Bei der Besetzung von Vorstandsposten setzen Unternehmen auf maximale Akribie. Personalberater prüfen die Lebensläufe künftiger Chefinnen und Chefs, in Gesprächsrunden ergründen sie die persönliche Passung und in Assessment Centern die fachliche Eignung. Ein kostspieliges Verfahren, dass sich stets damit begründen lässt, dass die zu besetzende Führungsposition auch kostspielige Entscheidungen treffen muss.

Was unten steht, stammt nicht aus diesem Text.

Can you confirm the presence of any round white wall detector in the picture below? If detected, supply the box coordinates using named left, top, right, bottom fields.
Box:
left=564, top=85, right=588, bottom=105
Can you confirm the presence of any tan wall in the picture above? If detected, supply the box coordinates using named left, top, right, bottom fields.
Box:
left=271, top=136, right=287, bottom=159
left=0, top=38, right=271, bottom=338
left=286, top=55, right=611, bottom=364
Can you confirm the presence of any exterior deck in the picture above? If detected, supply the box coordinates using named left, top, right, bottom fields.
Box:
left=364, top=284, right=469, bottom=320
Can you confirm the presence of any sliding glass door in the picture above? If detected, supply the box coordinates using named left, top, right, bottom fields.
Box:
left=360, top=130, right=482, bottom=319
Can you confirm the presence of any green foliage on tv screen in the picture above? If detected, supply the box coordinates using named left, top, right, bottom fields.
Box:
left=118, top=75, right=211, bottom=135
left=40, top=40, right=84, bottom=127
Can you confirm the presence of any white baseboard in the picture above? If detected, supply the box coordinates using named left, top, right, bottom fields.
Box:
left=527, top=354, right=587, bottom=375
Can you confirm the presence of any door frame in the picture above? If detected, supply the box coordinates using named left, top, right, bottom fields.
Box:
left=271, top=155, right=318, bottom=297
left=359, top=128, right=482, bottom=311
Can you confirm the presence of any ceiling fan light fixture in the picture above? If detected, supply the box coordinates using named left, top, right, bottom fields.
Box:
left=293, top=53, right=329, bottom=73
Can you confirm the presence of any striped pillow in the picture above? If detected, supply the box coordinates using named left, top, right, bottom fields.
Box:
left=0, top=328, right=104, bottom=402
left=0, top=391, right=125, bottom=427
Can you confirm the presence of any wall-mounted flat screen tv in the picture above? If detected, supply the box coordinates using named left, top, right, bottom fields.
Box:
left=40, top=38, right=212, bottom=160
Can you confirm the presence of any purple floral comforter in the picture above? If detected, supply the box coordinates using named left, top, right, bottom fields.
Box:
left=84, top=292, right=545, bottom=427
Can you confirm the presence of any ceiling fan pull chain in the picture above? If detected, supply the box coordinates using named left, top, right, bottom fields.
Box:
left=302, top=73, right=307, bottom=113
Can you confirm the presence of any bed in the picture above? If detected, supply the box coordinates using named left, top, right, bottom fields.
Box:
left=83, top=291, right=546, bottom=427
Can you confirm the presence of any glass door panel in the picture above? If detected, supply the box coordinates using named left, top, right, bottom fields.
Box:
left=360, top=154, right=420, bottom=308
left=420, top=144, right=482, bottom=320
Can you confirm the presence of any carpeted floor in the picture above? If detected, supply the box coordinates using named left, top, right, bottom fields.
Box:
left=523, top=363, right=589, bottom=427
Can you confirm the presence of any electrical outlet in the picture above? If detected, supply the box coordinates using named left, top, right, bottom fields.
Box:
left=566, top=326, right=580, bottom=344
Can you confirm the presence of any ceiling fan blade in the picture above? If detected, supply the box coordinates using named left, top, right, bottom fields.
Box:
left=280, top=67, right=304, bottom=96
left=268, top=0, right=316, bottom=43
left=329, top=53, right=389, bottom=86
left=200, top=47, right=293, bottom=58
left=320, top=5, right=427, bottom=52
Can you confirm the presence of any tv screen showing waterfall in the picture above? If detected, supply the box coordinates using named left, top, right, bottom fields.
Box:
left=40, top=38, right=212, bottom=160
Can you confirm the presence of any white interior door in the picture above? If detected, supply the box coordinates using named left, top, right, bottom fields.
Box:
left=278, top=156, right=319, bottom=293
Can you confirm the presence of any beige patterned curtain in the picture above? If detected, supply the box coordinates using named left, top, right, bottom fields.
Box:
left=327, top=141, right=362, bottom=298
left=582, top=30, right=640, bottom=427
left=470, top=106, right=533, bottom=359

Einen Teil dieses Aufwands könnten sich die Unternehmen aber sparen, wie ein Forscherteam aus Deutschland und der Schweiz in einer aktuellen Studie argumentiert: Sie plädieren dafür, den Zufall über die Besetzung entscheiden zu lassen. Inspiriert wurden die Soziologen Katja Rost und Joel Berger und die Ökonomen Margit Osterloh und Thomas Ehrmann durch einen Blick in die Geschichtsbücher. So wurden im Basel des späten 17. Jahrhunderts wichtige Stellen in der Politik, in Gilden und an Universitäten durch Lotterien besetzt, um die Machtkonzentration auf einige wenige Familien zu vermeiden. Auch im antiken Griechenland wurden Politiker per Los bestimmt, ebenso wie in Venedig und Florenz, als diese Städte noch das Weltgeschehen prägten.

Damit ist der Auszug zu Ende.